I need to testify. When my spouse and I got married twelve years ago, we wanted to do so in our Episcopal church. The rector at the time offered to bless our union in a private home but not in our church; I suspect he was afraid of losing his job, perhaps not without reason. The church I attend is indeed open, inclusive, and diverse, and far more entertaining than that would suggest, but at the time, some families—most have since left anyway—would not have been happy.

Henry and I went to Vermont first, where we were joined in civil union by a justice of the peace, then to Canada two years later, where we were married by a Unitarian Universalist pastor. Our own church got a rector who did her first same-sex blessing five days after she arrived—of course, all the proper preliminary work for and by the couple had been done long before—and the place was filled with people and love. By then, however, Henry and I, still feeling a bit stung, just shrugged off her kind and gracious invitation to do the same for us. After all, we were happy, we had two sets of paperwork: what more could we need?

A lot, it turned out. Our first five years were terrific, then for reasons too personal to go into here, we drifted apart. It took two years for me to work up the strength/courage/understanding/nerve to leave, but early this January, I did. The church was there this time, in the presence of the rector. She was of immense practical help, but that was almost beside the point. We lifted boxes together and discussed why I was doing what I was doing; I came to understand, later, that this was holy work: necessary, hard, and heart-breaking, but holy. My ex-spouse and I still carry the cross from this and will for a long time to come, perhaps for the rest of our lives, even as remain very close friends.

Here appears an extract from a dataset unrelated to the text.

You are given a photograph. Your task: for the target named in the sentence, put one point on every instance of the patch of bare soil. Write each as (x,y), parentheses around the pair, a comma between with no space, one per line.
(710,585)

Thus, I offer one more reason that the Episcopal Church should perform same-sex marriages. Not blessings of same-sex civil unions or civil marriages, but the sacrament of marriage for same-sex couples, regardless of the laws of the state, for if the church is there at the start, the church can and will be there at the end, and the end always comes, either through the death of one spouse or separation and divorce. That the church may at times have failed heterosexual widows and widowers or divorced people is beside the point; the church always fails us at times because it is human just as it is divine. But if the structure is there, the possibility for the kind of necessary holy work and community that we all need at various points in our lives is also there.

So let us join in prayer and community and offer up a sense of the ending as well as a sense of the beginning to same-sex and heterosexual couples. Let us recognize again that God’s presence is everywhere, and our work for Him is everywhere, even or perhaps especially at a marriage’s end.

Thomas Dukes is a Professor of English at The University of Akron, Ohio.